I correttivi a nostro parere sono costituiti dalla necessità di abrogare lo "scacco matto" della istanza di fissazione di udienza ab initio, consentendola oltre una fase dello scambio degli atti nella quale si sono consumati con la dovuta gradualità le attività assertive e di iniziativa probatoria delle parti. L'istanza di fissazione di udienza potrà perfezionarsi oltre il momento in cui le decadenze, con la dovuta gradualità, si sono esaurite.
Poi non ha senso imporre un termine finale alle parti, pressandole a rimettere la causa in decisione: esse - secondo il modello anglosassone - potrebbe anche giungere in decisione dopo molto tempo dall'esaurimento della fase di trattazione, semplicemente perché nessuna di essa allo stato della trattazione ritiene opportuno assumere il rischio della decisione. Si eviterebbe in tal modo l'epilogo che spesso ha avuto il processo societario: quello della estinzione per decorso dei termini.
Questo sistema, in cui il giudice è assorbito nella sola decisione, e dove il processo può rimanere quiescente se nessuna delle parti se la sente di correre il rischio della decisione, con un termine di perenzione assai lungo, potrebbe indurre quel risparmio di energie e attività che la riforma va cercando.

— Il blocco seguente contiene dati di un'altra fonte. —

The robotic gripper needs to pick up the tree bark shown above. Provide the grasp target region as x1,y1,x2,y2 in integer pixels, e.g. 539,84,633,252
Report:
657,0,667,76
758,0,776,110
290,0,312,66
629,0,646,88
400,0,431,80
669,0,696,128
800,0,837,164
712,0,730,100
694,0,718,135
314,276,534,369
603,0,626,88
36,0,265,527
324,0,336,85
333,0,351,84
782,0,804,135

6. La riforma non coinvolge invece lo speciale strumento di tutela anticipatoria che è l'art. 19 del d. lgs. n. 5 del 2003, che consente un ordinanza di condanna ante causam per il caso di pagamento di somme o di consegna di beni mobili, fondata su di una cognizione sommaria, e che costituisce pure una scelta obbligata ex lege per la introduzione nelle forme del rito societario, nel caso in cui il giudice non ritenga manifestamente fondata la domanda (si è dimenticato questo sviluppo particolare del processo sommario nel dettare l'ultimo comma dell'art. 170 - ter, 3° comma c.p.c.).
Anzi la riforma in itinere potenzia questo strumento facendolo ereditare al processo di rito comune con la introduzione dell'art. 702 - bis c.p.c. ove lo strumento della tutela sommaria anticipatoria si generalizza per i diritti al pagamento di somme o alla consegna o al rilascio di beni (resta sottratto alla speciale tutela il solo diritto agli obblighi di fare e non fare), con la differenza non secondaria di un gravame che resta assorbito nelle forme del reclamo cautelare (mentre in quello societario è un vero e proprio appello) e di una tutela sommaria che in difetto di introduzione di un giudizio di merito acquista l'irrevocabilità del giudicato.
Nelle controversie societarie lo strumento di tutela anticipatoria autonoma resta quello dettato dall'art. 19 cit.